Best stressed that training was key to sustainability:  “We trained over this period approximately 200 of our creatives across the region in proposal writing. The other thing we have done of course, is capacity building. And in capacity building, we focused on skills development, mentorship, and enterprise acceleration. But all of this goes to naught and will not make sense if the enabling environment is not there to support it. It will ultimately be one-offs and grants.”

He added: “We focused on the enabling environment, by providing financing for policy development and strategic frameworks. We also engaged in supporting research and knowledge sharing of the economic value of the cultural industries. But this thing got to make sense. After the grants finish, it got to mek sense.”

Best then unveiled the bank’s new financing and investment initiative for the creative economy: “Our board approved a recapitalisation of CCIIF which will take us to 2027. But now, we’re trying to move past the grants because that is important.

“And so, we are looking at blended financing instruments. And I am very pleased to report, that in June of this year at our annual board meeting in Brasília, our board approved the first Trade Finance Guarantee Programme that the bank has ever done, supporting de-risking investment such that commercial lenders – their investments into MSMEs who are involved in trade – have an easier path to move their goods intra-regionally and internationally.”

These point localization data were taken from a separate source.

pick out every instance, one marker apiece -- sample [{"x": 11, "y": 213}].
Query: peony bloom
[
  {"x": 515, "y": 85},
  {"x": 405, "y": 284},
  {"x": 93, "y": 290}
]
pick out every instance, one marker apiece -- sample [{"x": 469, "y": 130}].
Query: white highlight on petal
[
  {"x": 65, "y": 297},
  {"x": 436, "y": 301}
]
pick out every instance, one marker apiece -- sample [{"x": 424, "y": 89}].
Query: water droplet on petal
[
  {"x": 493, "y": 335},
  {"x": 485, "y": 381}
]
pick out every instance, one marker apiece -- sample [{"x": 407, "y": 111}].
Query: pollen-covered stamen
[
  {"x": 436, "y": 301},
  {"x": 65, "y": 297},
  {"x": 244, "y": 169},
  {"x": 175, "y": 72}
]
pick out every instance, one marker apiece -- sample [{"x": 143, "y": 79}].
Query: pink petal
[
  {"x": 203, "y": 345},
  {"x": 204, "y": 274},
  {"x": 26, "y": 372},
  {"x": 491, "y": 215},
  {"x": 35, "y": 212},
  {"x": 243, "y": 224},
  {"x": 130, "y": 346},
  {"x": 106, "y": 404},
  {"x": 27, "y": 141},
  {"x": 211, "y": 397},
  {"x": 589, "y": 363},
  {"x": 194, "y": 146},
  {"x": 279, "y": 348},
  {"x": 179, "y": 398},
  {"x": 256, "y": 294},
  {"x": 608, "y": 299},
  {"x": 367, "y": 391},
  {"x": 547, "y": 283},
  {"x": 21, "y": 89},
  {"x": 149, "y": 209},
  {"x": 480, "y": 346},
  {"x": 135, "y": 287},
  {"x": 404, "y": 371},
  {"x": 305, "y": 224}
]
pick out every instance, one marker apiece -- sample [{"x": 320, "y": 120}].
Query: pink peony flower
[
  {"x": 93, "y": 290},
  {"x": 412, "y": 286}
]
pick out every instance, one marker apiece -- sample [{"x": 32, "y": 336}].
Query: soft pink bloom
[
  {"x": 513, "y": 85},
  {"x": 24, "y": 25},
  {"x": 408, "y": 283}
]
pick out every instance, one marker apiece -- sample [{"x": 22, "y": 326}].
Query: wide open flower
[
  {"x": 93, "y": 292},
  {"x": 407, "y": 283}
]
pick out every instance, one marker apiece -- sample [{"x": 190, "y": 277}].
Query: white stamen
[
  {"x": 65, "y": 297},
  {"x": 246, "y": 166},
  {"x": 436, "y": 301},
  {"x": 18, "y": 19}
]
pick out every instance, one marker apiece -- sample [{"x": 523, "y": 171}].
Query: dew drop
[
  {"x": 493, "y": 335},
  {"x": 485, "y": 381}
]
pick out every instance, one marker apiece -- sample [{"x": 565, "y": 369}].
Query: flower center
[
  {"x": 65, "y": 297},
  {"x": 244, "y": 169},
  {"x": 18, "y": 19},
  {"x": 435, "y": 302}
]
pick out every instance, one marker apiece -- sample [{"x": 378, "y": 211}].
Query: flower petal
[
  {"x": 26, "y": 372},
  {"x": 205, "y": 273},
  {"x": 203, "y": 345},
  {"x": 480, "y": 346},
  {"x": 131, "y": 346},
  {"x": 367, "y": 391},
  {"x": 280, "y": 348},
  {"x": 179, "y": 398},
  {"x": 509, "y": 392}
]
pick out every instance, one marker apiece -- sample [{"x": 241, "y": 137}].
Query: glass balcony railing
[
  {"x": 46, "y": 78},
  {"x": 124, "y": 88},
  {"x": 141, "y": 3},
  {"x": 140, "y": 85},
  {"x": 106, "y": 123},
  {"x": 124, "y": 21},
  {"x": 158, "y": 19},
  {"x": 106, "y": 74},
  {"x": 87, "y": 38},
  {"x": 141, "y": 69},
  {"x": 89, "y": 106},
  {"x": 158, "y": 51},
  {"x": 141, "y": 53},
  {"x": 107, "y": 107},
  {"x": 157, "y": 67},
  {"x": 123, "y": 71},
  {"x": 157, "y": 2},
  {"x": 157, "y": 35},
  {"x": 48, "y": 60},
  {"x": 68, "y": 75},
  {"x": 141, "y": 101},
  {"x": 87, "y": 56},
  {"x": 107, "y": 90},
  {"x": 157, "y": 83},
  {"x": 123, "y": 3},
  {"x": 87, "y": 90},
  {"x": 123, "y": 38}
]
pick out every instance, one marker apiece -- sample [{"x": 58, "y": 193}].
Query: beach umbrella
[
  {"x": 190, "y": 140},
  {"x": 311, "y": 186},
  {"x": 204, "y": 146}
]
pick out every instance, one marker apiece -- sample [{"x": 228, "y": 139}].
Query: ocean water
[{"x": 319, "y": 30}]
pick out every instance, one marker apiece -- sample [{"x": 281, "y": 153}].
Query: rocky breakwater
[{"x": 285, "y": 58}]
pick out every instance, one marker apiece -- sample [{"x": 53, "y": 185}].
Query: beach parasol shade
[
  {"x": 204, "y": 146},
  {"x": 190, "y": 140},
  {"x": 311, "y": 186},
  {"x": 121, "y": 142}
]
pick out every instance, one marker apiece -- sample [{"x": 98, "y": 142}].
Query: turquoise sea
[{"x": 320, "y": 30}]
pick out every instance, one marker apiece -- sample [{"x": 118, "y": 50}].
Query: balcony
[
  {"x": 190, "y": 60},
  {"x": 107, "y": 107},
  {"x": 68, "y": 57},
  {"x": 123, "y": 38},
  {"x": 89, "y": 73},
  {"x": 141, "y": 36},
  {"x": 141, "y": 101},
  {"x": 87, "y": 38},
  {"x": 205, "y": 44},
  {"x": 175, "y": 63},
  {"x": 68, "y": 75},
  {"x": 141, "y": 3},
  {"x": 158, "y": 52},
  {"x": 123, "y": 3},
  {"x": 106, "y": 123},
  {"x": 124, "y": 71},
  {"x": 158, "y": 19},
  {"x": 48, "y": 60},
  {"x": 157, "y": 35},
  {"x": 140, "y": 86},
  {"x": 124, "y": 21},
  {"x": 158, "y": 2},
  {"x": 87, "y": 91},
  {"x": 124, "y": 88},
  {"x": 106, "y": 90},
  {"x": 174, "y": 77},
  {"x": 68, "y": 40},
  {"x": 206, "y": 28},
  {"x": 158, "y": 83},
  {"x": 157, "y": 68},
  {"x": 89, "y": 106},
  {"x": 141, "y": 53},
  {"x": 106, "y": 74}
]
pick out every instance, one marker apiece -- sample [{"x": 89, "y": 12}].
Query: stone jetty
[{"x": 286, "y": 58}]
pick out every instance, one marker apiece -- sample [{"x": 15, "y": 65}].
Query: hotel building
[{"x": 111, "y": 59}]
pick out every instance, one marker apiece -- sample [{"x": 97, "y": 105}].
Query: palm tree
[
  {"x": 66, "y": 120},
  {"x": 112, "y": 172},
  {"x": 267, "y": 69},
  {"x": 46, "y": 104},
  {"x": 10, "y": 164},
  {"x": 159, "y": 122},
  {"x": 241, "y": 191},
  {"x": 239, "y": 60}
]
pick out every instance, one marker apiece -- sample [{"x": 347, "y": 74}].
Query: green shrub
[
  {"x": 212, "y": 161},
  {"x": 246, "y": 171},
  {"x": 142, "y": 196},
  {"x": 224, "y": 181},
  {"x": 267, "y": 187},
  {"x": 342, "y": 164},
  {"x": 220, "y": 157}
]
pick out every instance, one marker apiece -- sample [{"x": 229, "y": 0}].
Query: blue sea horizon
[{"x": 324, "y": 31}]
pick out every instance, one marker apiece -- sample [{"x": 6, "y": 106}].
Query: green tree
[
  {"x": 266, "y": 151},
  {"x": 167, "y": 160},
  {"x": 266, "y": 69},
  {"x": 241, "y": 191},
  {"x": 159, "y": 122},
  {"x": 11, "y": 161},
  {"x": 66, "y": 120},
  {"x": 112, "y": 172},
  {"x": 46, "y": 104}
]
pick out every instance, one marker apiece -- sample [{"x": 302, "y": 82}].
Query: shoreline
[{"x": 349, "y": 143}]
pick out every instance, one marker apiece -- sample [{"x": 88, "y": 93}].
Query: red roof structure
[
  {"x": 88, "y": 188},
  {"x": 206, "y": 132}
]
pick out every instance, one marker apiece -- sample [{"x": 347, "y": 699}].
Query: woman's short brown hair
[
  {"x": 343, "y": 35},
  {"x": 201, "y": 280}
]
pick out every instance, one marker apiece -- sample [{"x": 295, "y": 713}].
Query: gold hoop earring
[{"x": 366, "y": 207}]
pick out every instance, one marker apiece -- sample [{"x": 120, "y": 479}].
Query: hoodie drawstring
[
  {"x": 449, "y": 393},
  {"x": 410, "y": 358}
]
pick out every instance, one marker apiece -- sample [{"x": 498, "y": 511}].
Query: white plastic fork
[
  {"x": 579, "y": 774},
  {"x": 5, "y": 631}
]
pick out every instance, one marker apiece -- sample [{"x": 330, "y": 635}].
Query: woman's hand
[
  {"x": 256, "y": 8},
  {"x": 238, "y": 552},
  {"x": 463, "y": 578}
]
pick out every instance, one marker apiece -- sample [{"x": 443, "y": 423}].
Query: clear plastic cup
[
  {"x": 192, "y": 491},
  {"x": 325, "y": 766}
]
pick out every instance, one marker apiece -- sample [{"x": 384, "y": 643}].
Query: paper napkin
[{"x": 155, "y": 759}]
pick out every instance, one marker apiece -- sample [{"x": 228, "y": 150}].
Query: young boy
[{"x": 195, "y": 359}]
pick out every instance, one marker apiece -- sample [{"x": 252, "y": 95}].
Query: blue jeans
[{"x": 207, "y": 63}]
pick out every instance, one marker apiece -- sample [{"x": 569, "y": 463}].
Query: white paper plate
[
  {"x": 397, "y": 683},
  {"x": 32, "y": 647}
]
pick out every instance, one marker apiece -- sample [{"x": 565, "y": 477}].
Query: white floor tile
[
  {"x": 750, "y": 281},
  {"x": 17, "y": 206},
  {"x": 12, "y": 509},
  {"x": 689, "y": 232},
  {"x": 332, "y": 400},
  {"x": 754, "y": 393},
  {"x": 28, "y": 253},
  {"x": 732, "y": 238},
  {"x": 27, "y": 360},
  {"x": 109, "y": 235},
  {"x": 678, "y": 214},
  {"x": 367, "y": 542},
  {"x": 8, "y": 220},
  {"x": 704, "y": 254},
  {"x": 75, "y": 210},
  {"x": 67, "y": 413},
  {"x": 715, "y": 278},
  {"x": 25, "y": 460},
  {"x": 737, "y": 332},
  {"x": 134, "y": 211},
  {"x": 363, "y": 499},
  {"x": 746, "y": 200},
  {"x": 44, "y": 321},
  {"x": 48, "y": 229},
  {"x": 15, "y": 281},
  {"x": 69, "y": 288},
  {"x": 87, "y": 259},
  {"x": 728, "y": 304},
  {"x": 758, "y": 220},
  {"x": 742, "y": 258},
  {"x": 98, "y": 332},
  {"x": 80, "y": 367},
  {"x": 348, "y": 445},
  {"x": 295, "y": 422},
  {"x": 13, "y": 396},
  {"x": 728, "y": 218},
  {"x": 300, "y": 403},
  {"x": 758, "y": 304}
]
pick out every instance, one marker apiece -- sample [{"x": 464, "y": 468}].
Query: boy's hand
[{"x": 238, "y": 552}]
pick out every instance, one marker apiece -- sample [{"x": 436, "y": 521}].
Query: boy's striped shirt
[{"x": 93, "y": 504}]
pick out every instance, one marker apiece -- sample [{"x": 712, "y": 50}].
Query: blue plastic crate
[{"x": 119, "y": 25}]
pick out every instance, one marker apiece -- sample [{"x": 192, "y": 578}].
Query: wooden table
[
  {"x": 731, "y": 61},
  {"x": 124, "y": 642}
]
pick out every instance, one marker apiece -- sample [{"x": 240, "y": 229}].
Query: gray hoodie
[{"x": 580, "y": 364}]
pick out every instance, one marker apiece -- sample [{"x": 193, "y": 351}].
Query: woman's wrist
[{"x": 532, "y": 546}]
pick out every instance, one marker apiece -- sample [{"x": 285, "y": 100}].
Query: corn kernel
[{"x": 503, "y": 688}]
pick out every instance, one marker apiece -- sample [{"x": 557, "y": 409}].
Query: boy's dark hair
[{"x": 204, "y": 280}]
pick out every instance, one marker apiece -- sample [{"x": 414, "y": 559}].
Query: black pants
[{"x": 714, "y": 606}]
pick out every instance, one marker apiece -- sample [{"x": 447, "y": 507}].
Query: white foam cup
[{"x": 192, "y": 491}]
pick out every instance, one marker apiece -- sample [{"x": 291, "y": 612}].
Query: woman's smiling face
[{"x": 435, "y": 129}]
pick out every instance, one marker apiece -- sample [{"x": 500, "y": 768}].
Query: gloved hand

He continued: “We are going to launch that finance programme later this year. But we are not stopping there. At the beginning of next year, we will be launching an MSME – particularly focusing on an MSME Partial Credit Guarantee Scheme… again, to de-risk investment into MSMEs such that the threshold through which – and I am speaking specifically about the creatives – … they have to overcome to actually get their goods, their services across this region, across the world, becomes a little bit easier.”

Best then turned his attention to measures that could help creatives withstand the fallout from an adverse climatic event.

He said: “We know we live in the toughest neighbourhood in the world when it comes to climate. But how come climate financing and creative financing are not linked? Mek it mek sense. Among the biggest revenue earners in our countries is tourism, our tourism product – Crop Over, Trini Carnival, Vinci Mas, Spice Mas, Mashramani, Junkanoo in the Bahamas and Sugar Mas in St Kitts and Nevis. But could you imagine one adverse weather event passing through at the time of these festivals? What happens then?” 

He recalled that when the COVID-19 pandemic struck, all those festivals ground to a halt.

He said: “How do we provide financing that is resilient and link it with cultural financing? The two cannot be considered mutually exclusive. This is also what we are looking at. So, essentially, the bank is seeking to move beyond the grant. We are seeking to move beyond a sustainable catalytic model and we throwing everything at it. Blended finance, guarantees, and receivables finance, essentially to transition from grant dependency to investment readiness.”

The CDB president argued that the Caribbean has contributed immense talent to the global economy – through its artists, creatives, intellectuals and athletes – and that it is time the region’s creative industry was financed in a sustainable way.

“We gine mek it mek sense,” he declared.